Worst Day on the Job: When Clio co-founder Jack Newton said no to a major investor

It was a tough call to make during The Great Recession

Clio CEO Jack Newton says he’s had more than one bad day at work. But he will never forget the moment in 2008 when he and his co-founder Rian Gauvreau turned away the only investor interested in supporting their Burnaby-based company—in the middle of a global financial crisis. The decision was tough but necessary, Newton stresses, because it helped the legaltech firm become a “1,000-person organization with the most widely used legal practice management system in the world.” Looking back, Newton not only credits Clio’s scrappy start for its current success, he also makes a case for why downturns can be the best time for entrepreneurs to start a business.

As told to Rushmila Rahman

The cover of The Economist at that time, while we were fundraising, was a picture of all the major logos of the big banks circling a drain. The headline on the cover was, “When will it end?” And I thought: Here’s the moment we chose to raise funding.

It was mid-2008. We’d launched the  Clio product; we had some early traction and $100,000 of friend and family money that we’d raised and were quickly running out of.

That day, I got a call from the last angel we were trying to raise money from for our very first financing round. We wouldn’t be able to make payroll if we didn’t get this funding round closed. But he came back to us wanting to modify the previous term sheet he’d submitted in such an aggressive way that we’d be taking on twice as much dilution as the prior term sheet had anticipated, while granting a number of very significant control provisions as part of that investment. We had to make the difficult decision to say no, which was almost worse than hearing no.

Frankly, we’re back in this kind of environment, where investors are significantly modifying the terms under which they’re willing to invest in a startup.

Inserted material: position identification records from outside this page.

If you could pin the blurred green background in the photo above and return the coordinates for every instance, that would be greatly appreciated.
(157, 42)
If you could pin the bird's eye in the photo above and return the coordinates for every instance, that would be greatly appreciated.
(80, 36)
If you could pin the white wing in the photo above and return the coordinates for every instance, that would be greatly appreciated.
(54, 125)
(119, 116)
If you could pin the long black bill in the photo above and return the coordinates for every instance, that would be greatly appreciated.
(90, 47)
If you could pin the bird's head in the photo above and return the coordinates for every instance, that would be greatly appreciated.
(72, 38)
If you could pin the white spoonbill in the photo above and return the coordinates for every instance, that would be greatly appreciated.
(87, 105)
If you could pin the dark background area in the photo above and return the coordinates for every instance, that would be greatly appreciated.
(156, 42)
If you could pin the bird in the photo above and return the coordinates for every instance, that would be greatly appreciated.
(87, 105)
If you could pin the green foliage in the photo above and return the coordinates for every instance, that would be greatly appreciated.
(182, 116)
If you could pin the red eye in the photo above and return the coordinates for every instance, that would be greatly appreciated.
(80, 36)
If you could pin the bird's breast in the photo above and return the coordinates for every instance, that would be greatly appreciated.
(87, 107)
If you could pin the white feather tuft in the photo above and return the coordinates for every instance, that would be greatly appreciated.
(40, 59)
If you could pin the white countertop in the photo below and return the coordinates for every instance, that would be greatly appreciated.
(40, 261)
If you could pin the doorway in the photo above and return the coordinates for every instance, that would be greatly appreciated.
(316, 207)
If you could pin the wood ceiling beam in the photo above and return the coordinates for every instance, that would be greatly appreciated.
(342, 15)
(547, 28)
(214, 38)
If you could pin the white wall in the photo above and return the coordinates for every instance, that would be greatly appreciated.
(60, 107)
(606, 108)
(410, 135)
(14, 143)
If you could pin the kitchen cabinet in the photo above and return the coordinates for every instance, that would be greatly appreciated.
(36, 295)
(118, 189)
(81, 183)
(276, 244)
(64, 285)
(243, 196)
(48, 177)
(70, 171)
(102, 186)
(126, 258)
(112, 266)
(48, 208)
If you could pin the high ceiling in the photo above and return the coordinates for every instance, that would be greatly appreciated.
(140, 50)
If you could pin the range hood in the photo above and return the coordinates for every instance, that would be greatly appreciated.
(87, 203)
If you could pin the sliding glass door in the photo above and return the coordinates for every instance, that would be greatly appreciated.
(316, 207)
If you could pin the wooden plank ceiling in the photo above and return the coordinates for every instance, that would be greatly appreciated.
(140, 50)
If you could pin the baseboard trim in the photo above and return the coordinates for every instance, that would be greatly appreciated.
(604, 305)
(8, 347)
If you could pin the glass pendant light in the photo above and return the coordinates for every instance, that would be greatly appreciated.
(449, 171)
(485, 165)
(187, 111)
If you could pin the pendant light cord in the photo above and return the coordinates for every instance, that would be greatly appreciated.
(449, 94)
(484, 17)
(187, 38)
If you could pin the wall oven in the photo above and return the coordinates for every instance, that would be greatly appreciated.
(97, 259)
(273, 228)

If Rian and I had said yes, we’d be setting both Clio and ourselves up for failure.

I took another mortgage out on my house, and we were financing the company through credit cards and every form of debt we could get to. We did not have any room for excess or investments: whether it was driving down to Seattle to get cheaper airfares to U.S. destinations or returning a Mac to the Apple store after a trade show to get a free rental, we were very scrappy in the early days of Clio. We just had such limited resources.

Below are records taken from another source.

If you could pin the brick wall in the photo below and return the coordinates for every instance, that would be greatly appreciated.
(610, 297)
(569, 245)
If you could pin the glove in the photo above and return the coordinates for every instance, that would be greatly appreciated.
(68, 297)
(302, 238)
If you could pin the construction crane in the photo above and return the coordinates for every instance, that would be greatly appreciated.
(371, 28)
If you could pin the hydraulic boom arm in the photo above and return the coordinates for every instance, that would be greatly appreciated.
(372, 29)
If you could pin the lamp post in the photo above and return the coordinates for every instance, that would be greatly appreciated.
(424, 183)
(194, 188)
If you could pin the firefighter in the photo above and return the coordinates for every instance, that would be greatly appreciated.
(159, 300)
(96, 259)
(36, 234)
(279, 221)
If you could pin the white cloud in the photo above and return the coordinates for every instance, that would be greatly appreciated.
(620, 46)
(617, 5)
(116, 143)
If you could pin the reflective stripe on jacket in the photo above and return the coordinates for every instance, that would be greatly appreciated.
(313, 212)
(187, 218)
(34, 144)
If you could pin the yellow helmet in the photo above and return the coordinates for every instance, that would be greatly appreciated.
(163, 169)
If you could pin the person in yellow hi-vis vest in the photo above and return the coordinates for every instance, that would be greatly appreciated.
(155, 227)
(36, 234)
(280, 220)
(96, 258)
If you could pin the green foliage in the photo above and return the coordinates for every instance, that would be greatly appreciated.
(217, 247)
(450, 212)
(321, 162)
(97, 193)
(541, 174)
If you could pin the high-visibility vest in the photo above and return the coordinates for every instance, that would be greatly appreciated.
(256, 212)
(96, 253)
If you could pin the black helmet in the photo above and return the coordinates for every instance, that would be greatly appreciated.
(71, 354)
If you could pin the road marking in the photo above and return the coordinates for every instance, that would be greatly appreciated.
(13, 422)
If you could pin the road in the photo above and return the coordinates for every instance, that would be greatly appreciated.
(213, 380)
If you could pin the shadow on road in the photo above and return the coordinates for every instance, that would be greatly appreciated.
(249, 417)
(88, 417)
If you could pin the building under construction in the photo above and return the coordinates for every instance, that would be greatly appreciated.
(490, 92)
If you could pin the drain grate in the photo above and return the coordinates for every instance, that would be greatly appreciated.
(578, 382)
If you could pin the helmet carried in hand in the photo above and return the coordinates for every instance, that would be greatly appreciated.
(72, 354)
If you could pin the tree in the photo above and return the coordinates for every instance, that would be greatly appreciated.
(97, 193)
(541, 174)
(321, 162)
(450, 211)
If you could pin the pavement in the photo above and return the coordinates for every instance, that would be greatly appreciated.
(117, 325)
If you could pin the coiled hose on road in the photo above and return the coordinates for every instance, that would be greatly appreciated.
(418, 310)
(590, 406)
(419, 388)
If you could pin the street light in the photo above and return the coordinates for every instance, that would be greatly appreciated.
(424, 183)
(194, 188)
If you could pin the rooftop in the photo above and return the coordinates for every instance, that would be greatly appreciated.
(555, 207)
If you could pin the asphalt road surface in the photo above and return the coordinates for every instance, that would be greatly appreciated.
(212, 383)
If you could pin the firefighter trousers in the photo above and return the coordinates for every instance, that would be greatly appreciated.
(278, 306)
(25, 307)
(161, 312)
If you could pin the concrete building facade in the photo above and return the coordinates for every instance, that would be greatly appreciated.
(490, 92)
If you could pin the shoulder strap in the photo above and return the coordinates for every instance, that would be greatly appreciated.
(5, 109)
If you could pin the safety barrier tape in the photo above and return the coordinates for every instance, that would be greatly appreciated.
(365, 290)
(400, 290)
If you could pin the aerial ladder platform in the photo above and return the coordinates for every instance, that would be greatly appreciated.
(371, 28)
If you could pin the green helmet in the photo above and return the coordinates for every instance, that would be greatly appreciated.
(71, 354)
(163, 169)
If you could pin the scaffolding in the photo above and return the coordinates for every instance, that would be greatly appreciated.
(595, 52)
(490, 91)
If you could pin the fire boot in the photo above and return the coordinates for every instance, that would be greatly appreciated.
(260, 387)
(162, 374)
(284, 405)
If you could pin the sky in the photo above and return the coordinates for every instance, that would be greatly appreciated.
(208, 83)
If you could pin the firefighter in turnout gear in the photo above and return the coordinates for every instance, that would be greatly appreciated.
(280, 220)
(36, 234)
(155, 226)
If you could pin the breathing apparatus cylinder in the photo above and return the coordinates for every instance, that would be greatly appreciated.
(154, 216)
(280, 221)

When I think about what some of those challenging times provided the company as an advantage, there’s a level of that same scrappiness existing in Clio today because our initial fundraising round was not done in the kind of environment that we had in 2021, for example, where capital was free-flowing. When you look at companies that raise money in those environments, they often make poor decisions around managing their cash and focusing on the customer. What that experience in 2008 helped me with was focusing our energy on achieving product-market fit… I think the true test of achieving that is when somebody is willing to hand over their credit card in exchange for your product.

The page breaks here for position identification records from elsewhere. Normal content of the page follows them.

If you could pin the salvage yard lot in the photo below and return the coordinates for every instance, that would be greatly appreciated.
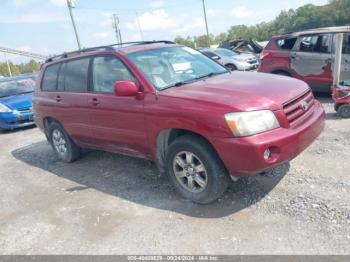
(111, 204)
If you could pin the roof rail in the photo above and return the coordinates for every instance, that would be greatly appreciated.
(68, 54)
(106, 47)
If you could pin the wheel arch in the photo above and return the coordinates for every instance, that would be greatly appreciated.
(166, 137)
(281, 71)
(46, 122)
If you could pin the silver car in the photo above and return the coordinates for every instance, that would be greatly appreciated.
(232, 60)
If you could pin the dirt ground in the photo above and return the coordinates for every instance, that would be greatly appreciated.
(111, 204)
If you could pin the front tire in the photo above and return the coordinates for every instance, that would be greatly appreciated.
(63, 145)
(195, 170)
(344, 111)
(231, 67)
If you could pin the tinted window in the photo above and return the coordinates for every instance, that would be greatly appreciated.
(286, 44)
(169, 67)
(106, 71)
(316, 44)
(50, 78)
(60, 79)
(346, 44)
(76, 75)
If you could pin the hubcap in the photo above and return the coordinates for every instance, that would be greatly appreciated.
(190, 171)
(59, 142)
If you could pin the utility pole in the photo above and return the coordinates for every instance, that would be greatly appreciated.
(206, 23)
(71, 5)
(8, 64)
(116, 27)
(138, 23)
(337, 58)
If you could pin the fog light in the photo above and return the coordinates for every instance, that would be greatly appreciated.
(267, 154)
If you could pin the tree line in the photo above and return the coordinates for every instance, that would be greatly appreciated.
(30, 67)
(335, 13)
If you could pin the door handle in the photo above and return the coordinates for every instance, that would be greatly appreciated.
(328, 61)
(94, 101)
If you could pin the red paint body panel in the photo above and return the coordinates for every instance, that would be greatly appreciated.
(132, 124)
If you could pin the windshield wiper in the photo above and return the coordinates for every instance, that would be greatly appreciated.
(180, 83)
(211, 74)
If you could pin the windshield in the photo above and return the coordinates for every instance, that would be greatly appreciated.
(225, 52)
(16, 87)
(167, 67)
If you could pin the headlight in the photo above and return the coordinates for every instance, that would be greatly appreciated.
(4, 109)
(251, 123)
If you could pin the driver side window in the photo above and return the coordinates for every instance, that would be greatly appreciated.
(107, 70)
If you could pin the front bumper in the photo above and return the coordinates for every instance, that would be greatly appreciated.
(244, 66)
(245, 156)
(13, 120)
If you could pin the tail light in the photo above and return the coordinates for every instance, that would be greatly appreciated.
(264, 54)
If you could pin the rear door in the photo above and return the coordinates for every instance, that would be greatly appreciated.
(345, 67)
(311, 61)
(72, 108)
(117, 122)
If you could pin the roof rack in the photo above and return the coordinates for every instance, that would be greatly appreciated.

That day of saying no to the usurious demands of an investor who knew they had negotiating power—I look at that as a formative day in terms of the culture we’ve got at Clio today. We really try to grow in an efficient way. We’ve never embraced this “grow at all costs” kind of mindset that I think many companies have pursued over the last 5 to 10 years.

You can’t control when you’re raising money, but one of my takeaway learnings from that time is that a recession or a downturn is actually an amazing time to start a company. I think it puts a lot of very positive constraints on your business. Hiring great talent is easier. The cultural norms you set in building a company in a downturn are long-term advantages.

It’s interesting: [venture capitalist and entrepreneur] Chamath Palihapitiya of Social Capital produced a long-term graph showing that many of the transformative generational tech companies that lead in the marketplace today, whether it’s Microsoft or Google or Apple or Adobe, were all created in economic downturns, in tougher economic climates, in high interest­ rate environments. So there’s reason to believe—and it’s supported by data—that it’s actually a great time to build.

This interview has been edited and condensed.